Here, we are relying on a toolkit by Prive et al. 2020 to better understand the structure of genetic PCs in our 43k neuroimaging subsample. The results presented below were used to decide that we will repeat our GWAS analysis by controlling for 8 genetic PCs.

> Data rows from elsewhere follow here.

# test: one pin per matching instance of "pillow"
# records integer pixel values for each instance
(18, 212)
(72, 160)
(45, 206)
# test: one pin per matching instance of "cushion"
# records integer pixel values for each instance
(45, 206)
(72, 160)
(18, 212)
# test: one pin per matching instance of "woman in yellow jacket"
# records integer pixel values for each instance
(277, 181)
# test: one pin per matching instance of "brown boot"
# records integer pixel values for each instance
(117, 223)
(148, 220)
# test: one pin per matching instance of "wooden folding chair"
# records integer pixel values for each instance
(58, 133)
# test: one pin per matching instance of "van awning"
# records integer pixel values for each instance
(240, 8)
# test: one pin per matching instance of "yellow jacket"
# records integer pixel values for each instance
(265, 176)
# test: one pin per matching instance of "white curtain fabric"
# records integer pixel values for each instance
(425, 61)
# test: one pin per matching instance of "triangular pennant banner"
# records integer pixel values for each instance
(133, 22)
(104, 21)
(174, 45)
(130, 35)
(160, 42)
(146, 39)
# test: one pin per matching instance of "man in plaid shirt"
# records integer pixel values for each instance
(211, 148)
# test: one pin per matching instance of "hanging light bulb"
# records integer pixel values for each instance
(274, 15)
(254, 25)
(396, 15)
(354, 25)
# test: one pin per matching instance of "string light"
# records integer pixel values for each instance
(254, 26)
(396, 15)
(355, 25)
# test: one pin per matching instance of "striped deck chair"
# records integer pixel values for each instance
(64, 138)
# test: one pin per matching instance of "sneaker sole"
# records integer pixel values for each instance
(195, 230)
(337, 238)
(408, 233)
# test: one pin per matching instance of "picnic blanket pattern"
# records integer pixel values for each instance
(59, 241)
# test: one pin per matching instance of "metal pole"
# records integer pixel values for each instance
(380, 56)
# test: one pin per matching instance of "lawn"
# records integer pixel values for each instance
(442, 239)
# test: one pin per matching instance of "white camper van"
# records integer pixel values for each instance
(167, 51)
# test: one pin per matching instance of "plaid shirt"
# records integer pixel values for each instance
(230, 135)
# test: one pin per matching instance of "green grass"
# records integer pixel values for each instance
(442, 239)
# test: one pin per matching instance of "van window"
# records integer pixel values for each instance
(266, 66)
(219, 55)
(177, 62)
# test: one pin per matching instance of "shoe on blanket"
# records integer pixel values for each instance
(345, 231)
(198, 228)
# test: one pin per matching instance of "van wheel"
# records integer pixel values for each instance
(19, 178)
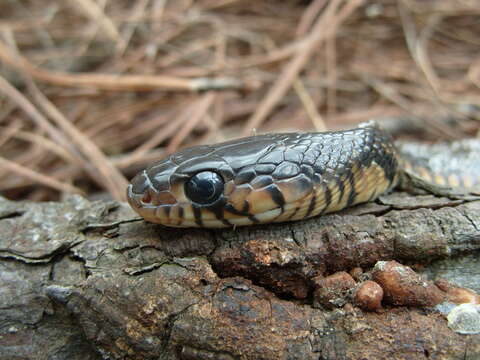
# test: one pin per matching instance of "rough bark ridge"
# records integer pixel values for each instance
(81, 280)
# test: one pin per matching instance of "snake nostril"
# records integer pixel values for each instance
(147, 198)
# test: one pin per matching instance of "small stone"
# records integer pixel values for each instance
(332, 291)
(369, 296)
(356, 273)
(465, 319)
(402, 286)
(456, 294)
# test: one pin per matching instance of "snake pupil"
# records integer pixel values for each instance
(204, 187)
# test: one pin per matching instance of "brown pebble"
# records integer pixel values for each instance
(356, 273)
(369, 296)
(457, 294)
(402, 286)
(331, 291)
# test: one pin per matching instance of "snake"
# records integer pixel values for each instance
(275, 178)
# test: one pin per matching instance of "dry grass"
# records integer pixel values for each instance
(93, 90)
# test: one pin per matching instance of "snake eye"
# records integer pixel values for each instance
(204, 187)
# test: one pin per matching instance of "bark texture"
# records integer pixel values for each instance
(85, 280)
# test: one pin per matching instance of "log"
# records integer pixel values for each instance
(89, 280)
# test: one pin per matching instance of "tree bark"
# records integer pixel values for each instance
(88, 280)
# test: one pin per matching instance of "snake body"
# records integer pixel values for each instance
(267, 178)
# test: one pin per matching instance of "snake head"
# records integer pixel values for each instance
(240, 182)
(177, 191)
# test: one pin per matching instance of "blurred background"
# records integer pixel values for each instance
(91, 91)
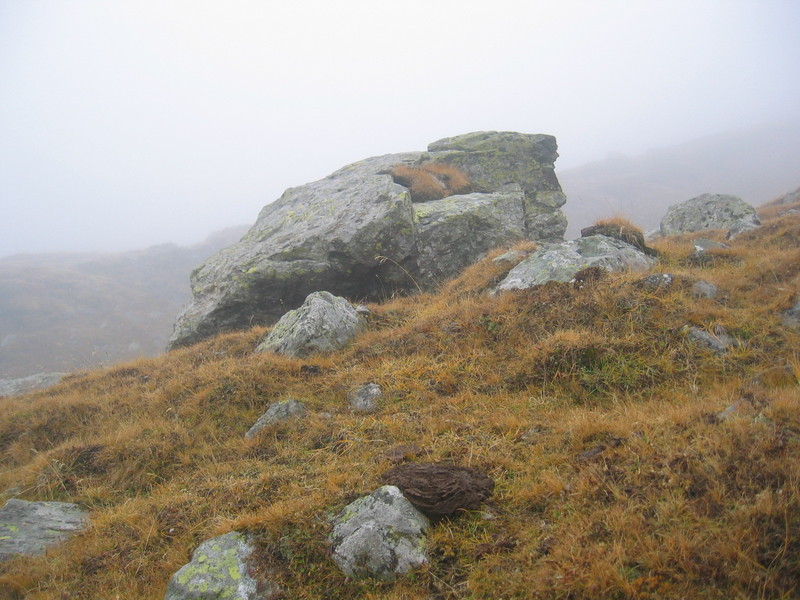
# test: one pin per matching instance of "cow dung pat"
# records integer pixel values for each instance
(439, 490)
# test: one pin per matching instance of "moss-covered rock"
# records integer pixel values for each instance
(219, 570)
(379, 536)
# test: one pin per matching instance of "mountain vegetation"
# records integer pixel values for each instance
(629, 460)
(755, 164)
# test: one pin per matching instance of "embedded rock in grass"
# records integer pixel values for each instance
(440, 490)
(719, 341)
(629, 235)
(324, 323)
(709, 211)
(30, 528)
(380, 536)
(23, 385)
(791, 317)
(704, 289)
(357, 233)
(365, 398)
(560, 262)
(277, 412)
(219, 569)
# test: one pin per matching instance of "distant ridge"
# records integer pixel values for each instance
(756, 163)
(68, 311)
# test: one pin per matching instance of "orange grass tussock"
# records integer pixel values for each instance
(629, 460)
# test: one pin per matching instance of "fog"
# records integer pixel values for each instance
(126, 124)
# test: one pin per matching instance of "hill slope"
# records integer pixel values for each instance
(62, 312)
(757, 164)
(621, 471)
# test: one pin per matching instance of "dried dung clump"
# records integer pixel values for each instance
(439, 490)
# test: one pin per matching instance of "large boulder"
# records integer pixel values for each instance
(220, 569)
(359, 233)
(560, 262)
(324, 323)
(381, 535)
(23, 385)
(710, 211)
(30, 528)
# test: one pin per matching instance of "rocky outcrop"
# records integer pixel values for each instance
(30, 528)
(710, 211)
(380, 536)
(358, 232)
(323, 323)
(440, 490)
(277, 413)
(560, 262)
(717, 339)
(219, 569)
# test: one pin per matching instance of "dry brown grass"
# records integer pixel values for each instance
(596, 416)
(431, 181)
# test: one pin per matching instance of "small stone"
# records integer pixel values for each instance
(277, 412)
(30, 528)
(703, 289)
(511, 257)
(657, 281)
(365, 399)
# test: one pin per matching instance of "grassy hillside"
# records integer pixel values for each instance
(600, 421)
(62, 312)
(756, 164)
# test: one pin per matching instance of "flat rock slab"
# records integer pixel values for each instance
(439, 490)
(324, 323)
(30, 528)
(560, 262)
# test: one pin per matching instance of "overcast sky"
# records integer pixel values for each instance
(129, 123)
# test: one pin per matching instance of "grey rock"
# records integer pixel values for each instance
(276, 413)
(742, 226)
(708, 211)
(219, 569)
(560, 262)
(704, 289)
(791, 317)
(23, 385)
(365, 398)
(702, 245)
(719, 341)
(456, 231)
(30, 528)
(324, 323)
(380, 536)
(357, 233)
(657, 281)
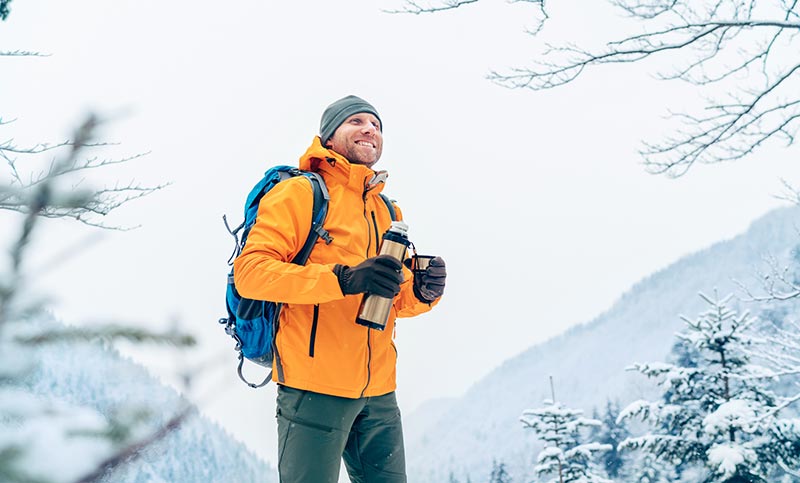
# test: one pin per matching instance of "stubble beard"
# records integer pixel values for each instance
(355, 156)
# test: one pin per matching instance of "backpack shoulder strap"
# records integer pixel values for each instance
(318, 214)
(390, 206)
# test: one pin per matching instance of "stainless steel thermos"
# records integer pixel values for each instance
(374, 312)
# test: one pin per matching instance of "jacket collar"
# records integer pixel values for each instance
(337, 169)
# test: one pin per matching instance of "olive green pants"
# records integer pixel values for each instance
(317, 431)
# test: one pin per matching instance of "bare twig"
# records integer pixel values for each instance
(134, 450)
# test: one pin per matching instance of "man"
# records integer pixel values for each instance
(336, 378)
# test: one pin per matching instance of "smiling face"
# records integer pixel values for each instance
(359, 139)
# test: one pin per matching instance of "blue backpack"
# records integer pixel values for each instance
(254, 323)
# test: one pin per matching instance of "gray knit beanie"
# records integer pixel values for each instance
(336, 113)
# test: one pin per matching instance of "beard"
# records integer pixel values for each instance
(360, 155)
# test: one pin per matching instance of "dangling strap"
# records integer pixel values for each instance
(241, 376)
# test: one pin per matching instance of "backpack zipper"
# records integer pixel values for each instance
(313, 340)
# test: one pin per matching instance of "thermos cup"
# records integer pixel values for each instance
(374, 312)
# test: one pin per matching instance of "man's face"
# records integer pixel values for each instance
(359, 139)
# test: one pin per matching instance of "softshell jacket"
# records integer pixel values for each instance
(321, 348)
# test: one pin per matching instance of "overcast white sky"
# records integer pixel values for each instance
(537, 200)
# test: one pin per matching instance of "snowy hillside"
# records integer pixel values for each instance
(96, 377)
(588, 362)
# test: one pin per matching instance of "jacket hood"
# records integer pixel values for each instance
(337, 168)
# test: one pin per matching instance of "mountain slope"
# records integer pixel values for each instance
(588, 362)
(91, 375)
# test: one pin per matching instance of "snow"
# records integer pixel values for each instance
(724, 458)
(736, 414)
(59, 412)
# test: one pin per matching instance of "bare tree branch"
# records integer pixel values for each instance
(741, 54)
(134, 450)
(112, 332)
(22, 53)
(416, 8)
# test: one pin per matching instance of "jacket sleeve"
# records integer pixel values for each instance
(263, 271)
(406, 303)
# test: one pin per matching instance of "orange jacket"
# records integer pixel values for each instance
(321, 347)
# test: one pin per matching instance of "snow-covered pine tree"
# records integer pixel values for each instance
(566, 456)
(499, 473)
(610, 432)
(718, 417)
(649, 470)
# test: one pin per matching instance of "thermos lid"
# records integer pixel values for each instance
(399, 227)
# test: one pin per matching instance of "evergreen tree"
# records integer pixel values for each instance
(611, 432)
(499, 473)
(718, 415)
(565, 456)
(650, 470)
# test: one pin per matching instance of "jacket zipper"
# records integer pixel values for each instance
(369, 234)
(377, 240)
(313, 340)
(369, 247)
(369, 358)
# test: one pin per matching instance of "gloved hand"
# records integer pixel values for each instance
(379, 275)
(430, 285)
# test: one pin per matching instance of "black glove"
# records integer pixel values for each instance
(379, 275)
(430, 285)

Code was adopted from here and ran very smoothly.

Code
library(bigsnpr)
library(ggplot2)

# load bed file
bedfile <- "ukb_neuroimaging_brainAtrophy_GWASinput.bed"
obj.bed <- bed(bedfile)

# this data was previously cleaned and should not contain any related individuals, so this next step will include all pparticipants in the bed file
ind.norel <- rows_along(obj.bed)

# then calculate PCA with specialised function
obj.svd <- bed_autoSVD(obj.bed, 
                        ind.row = ind.norel, 
                        k = 30,
                        ncores = 50,
                        max.iter = 10)

# original code uses nb_cores() to determine number of cores used, but this was too many for running on gallowglass1 - manually changed to 50

# look for outliers 
# using k-nearest neighbors algorithm, this detects outliers that are far from all other points (and is even more outlier if its nearest neighbors are in a very dense cluster)
prob <- bigutilsr::prob_dist(obj.svd$u, ncores = 50)
S <- prob$dist.self / sqrt(prob$dist.nn)

# S should be a vector with as many entries as participants 
str(S)

# plot outlier statistic as histogram to see if there are outliers
fileName = "hist_outlier_detection.png"

p = ggplot()+
        geom_histogram(aes(S), alpha = 0.5)+
        scale_x_continuous(breaks = 0:5 /5, limits = c(0, NA))+
        scale_y_sqrt(breaks = c(10, 100, 500)) +
        theme_bigstatsr()+
        labs(x = "Statistics of outlierness (based on KNN)", y = "Frequency (sqrt-scale)")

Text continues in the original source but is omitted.